I Thought I Would Like “30”, But I Do Not

I spent all of my twenties waiting to finally feel like a grown up. I figured when I was thirty I would, but I don’t, just feel like an old kid. Throughout my twenties, my husband and I were the only ones I knew married with children, so I missed out on that “valuable” carefree twenty something living that everyone on TV is doing. Well, OK, not really. But I think I am too sleepy. I am always in this befuddled brain fog and walking into walls from lack of sleep.
Anyway, if you watch TV, being in your twenties and early thirties (if you are not a teen) is supposed to be the prime of your life. No prime, too sleepy. I am thinking 53 may be a better age. My parents are like 53. My father has the energy again to get up at like 5 to go running. For years I got up at 4.30 am to work-out, and as soon as I hit my thirtieth birthday, that last bit of energy to do so disappeared. So I think I would like to be 53. I wonder if when I am 53, will I feel like a bone fide adult, or still feel like an old kid?

6 comments

  1. I say, just enjoy the moment! It will pass before you know it, and it will then be a memory.
    I have three older brothers who gave me some good advice after our first son was born – enjoy your kids at each stage they go through, because once it’s gone, it’s gone. I think that applies to life in general – enjoy each day, because it will be gone before you know it.
    And btw, I’d much rather be in my thirties with children than in my twenties without!
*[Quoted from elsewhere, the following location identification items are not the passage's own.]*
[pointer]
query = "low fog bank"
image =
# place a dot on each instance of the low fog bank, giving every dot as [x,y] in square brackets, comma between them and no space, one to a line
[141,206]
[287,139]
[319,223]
  2. I had 5 children by my 30th birthday. I also graduated from nursing school that year.
    I wish I could remember more from within that sleep deprived fog.
    My toughest birthday was actually 25 – as in here I am and what have I done with my life (besides have at the time 2 children). 40 was wonderful – my sister, husband, and children threw me a surprise birthday party to launch me in graduate school.
    I wonder how I will cope with 50 – it is only a little more than a year away!

  3. I don’t think one necessarily have to feel “like a grown up” to be one.
    Perhaps making your decisions with respect to people outside of yourself (like your husband and children,) and to the future instead of the present moment, is a major sign (that you’ve “grown up.”
    If it wasn’t clear enough in my interview, my twenties stank. I like my thirties waaaaaaaaaay better.

  4. Here’s the real test: when some new situation or problem or opportunity comes up, do you immediate wonder how it will affect your comfort and convenience, or how it will affect the people for whom you are responsible? If the latter, then that’s as grownup as you need to feel, regardless of age. The tendency to think that “grownup” means able to indulge onesself without regard for others is shown up in its true colors by the way puerile adolescent tripe and positive indecency are invariably called “adult entertainment”.

  5. No, I have always felt “grown-up” in the sense that I have responsibilities, and look out for my children, work hard and all the stuff that matters. I do not feel grown-up in the stuff that does not matter, like I never call up a friend on a cell phone while walking around in high heels saying things like “let’s do lunch, ciao.”

  6. All that means is that you don’t act like an idiot. That isn’t grown-up, that’s self-indulgent-suerannuated-teenager, the sort of person who knows which way hems are going this Fall and cries when she breaks a nail. Not that it’s wrong to want to have lunch with a friend from time to time, which could probably be arranged; but hankering after a way of life that is pretty much incompatible with the life you’ve chosen is about the best recipe for unhappiness I know. And anyway, chicks in heels who shop a lot and make dates via cell phone are mostly wishing they had what you’ve got, so don’t fret.